Imagination - and also relentless work - is a calling card of a competitive travel industry that has invented anything from budget airlines to near-space flights, from Antarctica cruises to a Filipino jungle trek in the footsteps of a Japanese soldier who refused to surrender after World War II.
We can expect the travel industry to rise again, and to transform in an altered post-Covid-19 landscape. Already, green shoots and fresh ideas are popping up.
Adara, a leading provider of travel intelligence, reports promising signs of a rebound in flights within China and to China from international origins.
As Chinese travellers go, so goes the world. This is certainly the case for Singapore, where the Chinese make up 20 per cent of tourist arrivals.
On April 2, global online travel company Skyscanner reported that 60 per cent of its travellers are optimistic that they will be able to travel internationally later this year, of which half are "very optimistic".
In this light, Skyscanner is asking travellers to remain hopeful and share stories of where they will go and who they will visit using #WeWill on social media.
Investors in the travel game are also looking for opportunities, according to venture capital firm Ennea Capital Partners in a March 30 note published by Phocuswright, an authoritative travel industry research firm.
"They have dry powder at hand, which they have been mandated by their Limited Partners to invest,'' the report pointed out.
"Investors will need to re-engage in the investment game at a not-too-distant point in the future, especially as the current crises will give rise to new market opportunities."
With a reset of the market, the way we travel will change.
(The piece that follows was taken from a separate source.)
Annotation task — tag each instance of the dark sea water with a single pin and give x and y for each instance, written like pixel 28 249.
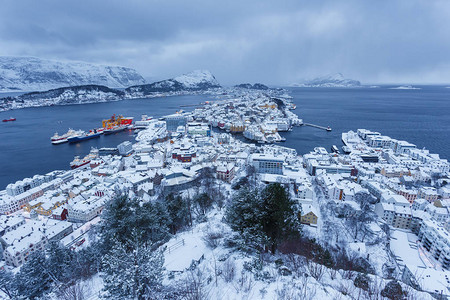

Now that livestreaming is integral to life, we may rethink the concept of space in travel.
Cocooned at home, we livestream the northern lights, stroll in Monaco or join a wellness class in Bhutan. I was once enraptured by a Kilimanjaro trek on YouTube - all 45 poetic minutes of it - and still replay its changing terrain in my mind.
The other day, I read in National Geographic: "Virtual reality may even expand travel opportunities in years to come, as researchers focus their work on experiences that are expensive, dangerous, rare, or even impossible in the real world.
"Bucket-list items such as whale-watching or seeing the Sistine Chapel could become accessible to everyone - with all the thrills but very few of the environmental impacts."
It sounds like a better world already.
I am also fascinated about the pumas that wandered into the locked-down Chilean capital of Santiago.
On a previous trip to remote Patagonia, I looked in vain for elusive pumas hiding in the golden tufts of grass that my horse was passing.
But now the big cats are urban explorers in a Covid-19-transformed world that will still be wondrous after the pandemic is vanquished.